Milwaukee, August 1: If Willie Mays's singularity was limited to the awesome statistics of his record, or to his pay check, there would be no problem. Unfortunately, Willie also sets himself apart from his teammates off the field. He rooms alone, goes to the ball park by himself, goes out socially with nonbaseball friends. This can be irritating, particularly when the star is not performing with distinction. And certainly this is not one of Willie's best years. He hasn't hit a home run since July 2; he hasn't batted in a run in the last 13 games.
This background on Willie's on-and-off field behavior serves to point up a little drama which occurred during batting practice before today's opening game with the Braves. Willie was waiting his turn and Daryl Spencer was hitting fungos to the outfield a few feet away. As Willie moved toward the cage, Spencer's light bat slipped; it flew through the air and caught Mays just above the left knee. Willie dropped to the ground, writhing in pain. Rigney ran over asking anxiously, "What happened, what happened?" and saw his star lying prostrate on the ground. Spencer explained that the bat had slipped. Rigney admonished him for hitting fungos so near the batting cage. Angered, Spencer explained that he had been hitting there for four years and nothing like this had happened before. "What's more," said Spencer, looking down at Mays's stretched-out body, "he's not hurt."
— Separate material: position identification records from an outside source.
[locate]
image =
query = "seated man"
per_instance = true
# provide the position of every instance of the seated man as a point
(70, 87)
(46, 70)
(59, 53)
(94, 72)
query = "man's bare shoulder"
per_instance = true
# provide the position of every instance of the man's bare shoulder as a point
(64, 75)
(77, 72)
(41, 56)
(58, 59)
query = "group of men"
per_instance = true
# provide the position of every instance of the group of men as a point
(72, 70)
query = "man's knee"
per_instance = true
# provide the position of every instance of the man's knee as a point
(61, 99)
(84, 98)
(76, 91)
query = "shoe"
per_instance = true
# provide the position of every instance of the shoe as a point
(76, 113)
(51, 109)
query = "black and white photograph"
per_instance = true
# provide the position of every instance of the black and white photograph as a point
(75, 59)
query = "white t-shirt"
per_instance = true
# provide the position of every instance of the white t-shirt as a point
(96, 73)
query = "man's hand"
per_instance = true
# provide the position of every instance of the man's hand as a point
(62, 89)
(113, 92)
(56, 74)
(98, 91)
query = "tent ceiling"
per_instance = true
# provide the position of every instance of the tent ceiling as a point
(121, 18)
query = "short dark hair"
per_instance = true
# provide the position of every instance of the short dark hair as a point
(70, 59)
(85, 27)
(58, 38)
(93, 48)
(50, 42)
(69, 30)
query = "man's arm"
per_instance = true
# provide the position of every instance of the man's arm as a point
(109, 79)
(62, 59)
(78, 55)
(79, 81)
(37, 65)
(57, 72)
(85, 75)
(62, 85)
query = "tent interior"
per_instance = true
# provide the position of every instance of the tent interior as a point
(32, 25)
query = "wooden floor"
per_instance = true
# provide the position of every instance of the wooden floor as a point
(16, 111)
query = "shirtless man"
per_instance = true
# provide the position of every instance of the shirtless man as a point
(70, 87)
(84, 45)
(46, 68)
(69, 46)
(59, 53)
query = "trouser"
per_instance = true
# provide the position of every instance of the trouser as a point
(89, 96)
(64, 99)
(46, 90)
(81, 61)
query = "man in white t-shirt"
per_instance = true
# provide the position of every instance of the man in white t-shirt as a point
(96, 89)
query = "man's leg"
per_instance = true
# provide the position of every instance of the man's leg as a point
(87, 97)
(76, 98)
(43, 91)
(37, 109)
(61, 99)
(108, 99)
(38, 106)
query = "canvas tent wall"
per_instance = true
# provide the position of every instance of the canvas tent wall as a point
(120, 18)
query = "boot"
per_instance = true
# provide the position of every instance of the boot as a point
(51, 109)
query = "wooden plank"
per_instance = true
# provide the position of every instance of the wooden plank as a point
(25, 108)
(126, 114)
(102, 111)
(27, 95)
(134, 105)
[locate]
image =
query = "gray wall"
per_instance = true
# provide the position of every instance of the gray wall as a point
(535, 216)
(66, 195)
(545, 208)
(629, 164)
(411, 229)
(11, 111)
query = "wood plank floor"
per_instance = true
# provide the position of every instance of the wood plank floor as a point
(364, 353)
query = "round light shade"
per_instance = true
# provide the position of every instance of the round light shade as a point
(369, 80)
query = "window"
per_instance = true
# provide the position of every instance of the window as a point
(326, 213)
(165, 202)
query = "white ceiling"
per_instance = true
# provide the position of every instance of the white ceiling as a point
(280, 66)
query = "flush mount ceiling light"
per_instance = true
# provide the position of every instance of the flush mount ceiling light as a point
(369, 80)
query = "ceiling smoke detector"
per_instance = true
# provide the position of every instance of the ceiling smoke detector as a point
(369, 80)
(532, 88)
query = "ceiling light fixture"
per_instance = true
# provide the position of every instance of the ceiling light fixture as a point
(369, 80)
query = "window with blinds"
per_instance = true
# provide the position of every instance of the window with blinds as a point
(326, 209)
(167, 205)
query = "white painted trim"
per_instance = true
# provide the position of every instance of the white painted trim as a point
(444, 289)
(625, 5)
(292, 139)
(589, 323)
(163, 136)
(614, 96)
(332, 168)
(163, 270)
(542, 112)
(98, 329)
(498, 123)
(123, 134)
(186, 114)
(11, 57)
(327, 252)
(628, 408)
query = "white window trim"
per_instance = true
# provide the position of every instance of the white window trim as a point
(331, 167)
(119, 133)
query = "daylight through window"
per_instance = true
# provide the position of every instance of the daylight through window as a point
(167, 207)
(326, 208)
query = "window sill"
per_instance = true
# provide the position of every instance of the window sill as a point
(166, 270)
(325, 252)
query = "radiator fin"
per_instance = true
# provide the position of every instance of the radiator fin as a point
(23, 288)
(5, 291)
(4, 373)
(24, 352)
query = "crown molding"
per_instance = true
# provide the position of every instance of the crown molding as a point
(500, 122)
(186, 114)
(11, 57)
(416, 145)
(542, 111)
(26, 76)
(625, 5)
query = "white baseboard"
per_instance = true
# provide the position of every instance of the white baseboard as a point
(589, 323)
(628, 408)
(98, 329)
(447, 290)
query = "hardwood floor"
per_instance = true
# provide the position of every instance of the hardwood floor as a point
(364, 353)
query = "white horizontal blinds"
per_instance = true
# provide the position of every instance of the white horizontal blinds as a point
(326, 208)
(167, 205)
The club doctor came out and Mays hobbled off the field. In the San Francisco dugout a player said, "We almost lost our boy," and another answered: "Yeh, but we might pick up an Academy Award for that acting performance."
We go to the ninth inning of the opening game of the series which should decide the National League pennant race. The world champion Braves lead 4-2. Bob Schmidt singles. Pinch hitters Speake and Sauer fly out. Kirkland doubles Schmidt to third. Willie Mays is next. McMahon relieves the tiring Burdette. Throwing nothing but fast balls, McMahon works the count to three and two. Del Crandall gives the signal, and after a long pause McMahon acknowledges it. Then he rears back and throws a beautiful curve ball past Mays. The umpire, the Giant dugout and the 39,563 fans see it split the plate. Willie doesn't. He hits the ground with his bat, stomps his right foot angrily in protest and swivels to complain. The umpire is on his way to the dressing room. Mays turns toward the Giant dugout. The players are leaving. The field lights are dimmed and the organ starts playing. Willie walks slowly away, dragging his bat heavily.
Milwaukee, August 2: Natty, gum-chewing Leo Durocher leaned against the batting cage at County Stadium and watched the Giants work out. Orlando Cepeda stepped into a fast ball and sent it over the left-field fence. Durocher beamed: "That kid's great. If he doesn't make Rookie of the Year, somebody's just cheating." Mays stepped in. Leo quickly detected a change in Willie's swing: "His hands are too close to his body; he used to carry the bat much further back." Mays had been bringing the bat back eventually, but he waited until the pitch was delivered, thus hurrying the action and causing a hitch in his swing. So when Willie stepped out of the cage, Durocher explained what he was doing wrong. Willie had been told before—but from Durocher, well, that was different. He listened happily and attentively as the glib Durocher talked.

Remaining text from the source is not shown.